Finally, Alicia agreed to see me. I wander what's up with her, she never ignores me or anyone for that matter, unless she is upset with them. I really hope she doesn't know about me and Payasa. Maybe I should I tall her cause I feel really guilty about it. Oh well I'll just have to wait and see.
I can not let Nieko know I'm mad at him or even let him know that I know about him and Payasa. Nieko probably knows I'm mad at him since he has known me since 2nd grade when he moved here from California. Yes, its true me and Nieko have been best friends since we were seven. Even back then people had started saying we were made for each other. We hung out so much we were practically attached at the hip. It wasn't until 5th grade that we had our first kiss it was at the park by the swings and it was a dare. I had never really noticed how cute he was until then and I was glad my first kiss was with him and not anyone else.
I loved the way his cute brown hair fell into his dark brown eyes, and the way he smiled at me like he just saw me for the first time and new I was the one…. Leesh get a hold of yourself he cheated and your breaking up with him. But his eyes and those dimples he gets when he smiles CUT IT OUT. I really need to stop thinking about him.
By this time I was at the park, time to get this over with.
"Hey Princesa." he said my name with a smile that made my heart melt but also made me want to run home and cry.
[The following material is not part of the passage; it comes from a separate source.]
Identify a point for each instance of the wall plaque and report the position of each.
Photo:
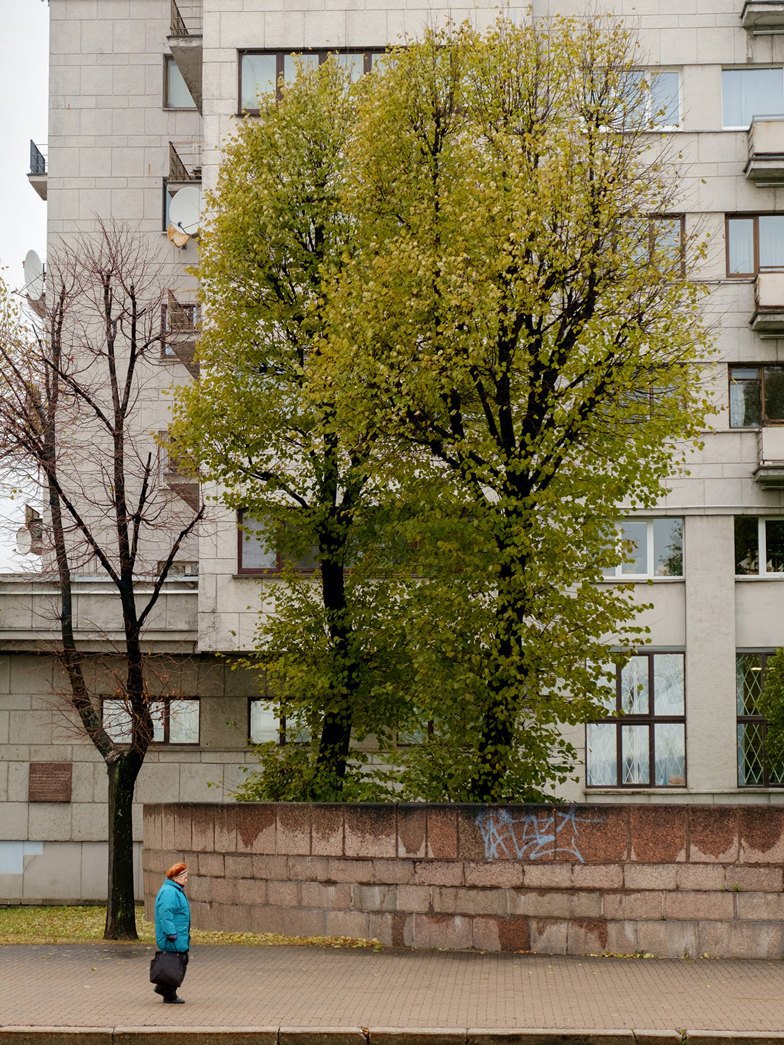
(50, 782)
"hey" was all I said and all I could say.
"What's up with you, you haven't been returning my calls or my texts. Are you okay?"
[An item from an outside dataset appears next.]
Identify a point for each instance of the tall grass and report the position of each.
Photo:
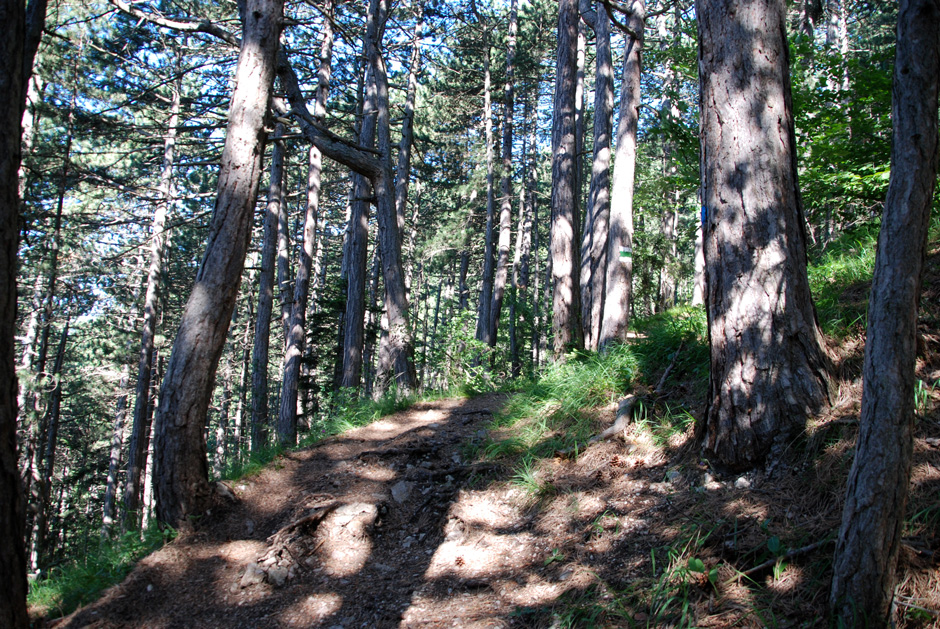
(79, 582)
"Yeah I'm fine. Just got a lot on my mind."
"Want to talk about it." Of course I wanted to talk to him, I wanted to find out why he kissed another girl and why did he have to cheat, why couldn't he just have broken up with me. But of course all I said was "No thanks. I just want to forget about it"
"Okay. Do you want to take a walk?"
"Sure" I loved the way he always asked and not told what we were going to do so if I didn't want to I could say no.
So as we were walking I could tell he was hiding something so I just figured I might as well do it now. So I stopped walking and turned to him and said, "I think we need to talk."
"I think we should see other people"
"Why?" I hated the way he sounded so heart broken, it made me want to take the words back but, I knew if I could I probably wouldn't.
I couldn't tell him the truth so I just said, "Its too complicated, you know. With me going to OCD and you going to ADD. I just think we should see people from our own school, it will be easier that way."
"But, we can still be friends, right?"
"Of course. Sure."
I made up that excuse because last year I had gotten a full scholarship to OCD. My Abulita couldn't afford it so I had to go on scholarship. And with the money my dad sends it just wasn't enough. I live with my Abulita because when my mom left my dad wanted to move to San Diego to start a business but I didn't want to go so, my dad and brother left and I stayed here and now I go to OCD.
I didn't want to stand there and try to hold the tears back so I told him that I had to do a history paper due in 3 days and left. I promised him I would call him soon but I new I wouldn't. So as I was running home I let the tears run down my face.